Solar power is emerging as India’s flagship renewables programme. The Modi government has taken the country’s solar strategy to an entirely different level by ramping up the earlier National Solar Mission target of 20,000 MW by 2022 — which, five years ago, seemed more ambitious than realistic — to an eye-popping 100,000 MW. But an astonishing surge in investment interest in the last year makes even this audacious target seem not entirely unrealistic. The Adani group’s plans to set up a 10,000 MW in Rajasthan with State government help are only the latest in a series of impressive proposals. These include the Bharat Heavy Electricals and PowerGrid Corporation’s joint plans to set up a 4,000 MW solar park in Rajasthan, a 6,000 MW solar project by Reliance Power, a 1,000 MW proposed investment by the Hindujas, apart from expressions of interest by US-based Sun Edison and First Solar Inc, and China’s Trina Solar (the world’s largest maker of photovoltaic modules). A dramatic drop in per unit costs of electricity has brightened prospects. The increase in silicon cell capacity worldwide, with China and US being the chief producers, has led to a drop in solar power costs from ₹10-15 a unit about a decade ago to just ₹6-7 a unit now. India’s natural advantage of 300 days of sunlight in a year and vast areas of wasteland in some States (even as 1 MW capacity needs five acres) makes large-scale generation of solar power an exciting option. The fact that a solar installation entails virtually no maintenance cost or logistical hassles associated with handling heavy equipment and materials, adds to the attraction. Policy incentives in the form of land on long-term lease as well as tax breaks and generation incentives, some of which are already in place, can work as a sweetener.

There is no disputing the economies of scale large projects provide. This is because even with falling silicon cell costs, installation and battery costs per unit are defrayed with size. However, the grid-connected solar could end up leaving out the last mile — which in India’s case, could be a huge number of poor, rural households. Hence, the complementary role played by micro-grid initiatives should not be overlooked. The prevailing policy bias in favour of promoting larger projects requires some fine-tuning.
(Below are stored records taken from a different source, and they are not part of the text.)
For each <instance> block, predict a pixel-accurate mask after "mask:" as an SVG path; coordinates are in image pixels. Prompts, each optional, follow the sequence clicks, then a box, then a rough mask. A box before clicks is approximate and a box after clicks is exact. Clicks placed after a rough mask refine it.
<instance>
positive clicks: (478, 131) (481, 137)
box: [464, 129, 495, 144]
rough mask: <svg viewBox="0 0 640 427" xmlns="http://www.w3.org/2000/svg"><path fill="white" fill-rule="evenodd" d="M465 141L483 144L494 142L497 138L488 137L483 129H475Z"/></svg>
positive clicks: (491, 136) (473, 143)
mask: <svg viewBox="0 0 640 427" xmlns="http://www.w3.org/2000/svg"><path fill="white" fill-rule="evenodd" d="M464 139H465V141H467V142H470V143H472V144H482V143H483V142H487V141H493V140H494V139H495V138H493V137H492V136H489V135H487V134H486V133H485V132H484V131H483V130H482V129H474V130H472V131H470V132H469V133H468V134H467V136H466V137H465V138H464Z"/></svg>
To this end, the Budget should consider raising the capacity cap for solar micro-grid and rooftop-based plants to qualify for the 30 per cent capital subsidy.

A generation incentive for such installations, pioneered by Germany where households have turned into power producers, might help. Solar lanterns can substitute kerosene and a higher subsidy offered to promote these can be a net saving. India is well placed to emerge as a big player in solar PV market, in both the grid-based and decentralised segments, given the concerted worldwide shift towards renewables. But in this rush to generate more bijli for all, the need to conserve energy should not be forgotten.